Based on their numbers, fall invaders can elevate beyond nuisance status, especially in sensitive environments like food processing plants. Some can stain surfaces and create offensive odors in addition to being a nuisance and contamination threat.
The following is a brief description to help identify common fall invaders:
Box Elder Bugs
Probably the most common of the fall-invading insects, the box elder bug feeds on box elder and maple trees. It is half-inch long as an adult, and mostly black in color with red lines marking the wings and the thorax or area behind the head.
Brown Marmorated Stink Bug
In the Eastern and Midwestern parts of the United States, the brown marmorated stink bug has become commonplace. Recently, this bug has been discovered as far as the West Coast. It is both an agricultural pest and structural pest. Adults are brown in color, five-eighths-inch in length and have a shield-like body shape.
There are several species of flies that overwinter in structures. Cluster flies and face flies are the most common, and tend to cause the most concern since they often appear in groups. Adult cluster flies are slightly larger than a house fly. The wings overlap each other over the abdomen unlike the house fly, whose wings appear to be more of a triangular pattern at rest.

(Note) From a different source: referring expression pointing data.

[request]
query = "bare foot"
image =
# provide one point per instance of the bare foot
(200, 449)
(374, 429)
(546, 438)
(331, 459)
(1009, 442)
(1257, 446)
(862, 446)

Multicolored Asian Lady Beetle
Multicolored Asian lady beetles get their name because they can vary in color and markings. The wing color can vary from tan to reddish orange, and they can have a varied number of black spots. These insects are predaceous on plant pests like aphids. They achieve pest status as they migrate indoors in the late fall months.
Hairy Fungus Beetle
The hairy fungus beetle is associated with mold and is attracted to light. It can be confused with a common stored product pest—the cigarette beetle—due to its small size, color and shape. This beetle is oval with three clubbed antennae. The antennae of the cigarette beetle are saw-like in shape and not clubbed.
Foreign Grain Beetle
The foreign grain beetle is a common late summer and fall invader. It feeds on grains in poor condition and the fungus associated with the deteriorating grain. This beetle is typically one-sixteenth- to one-eighth-inch in size. It looks similar to flour beetles in color and body shape, but is smaller and more attracted to light. Large amounts of these beetles can be found in insect light traps.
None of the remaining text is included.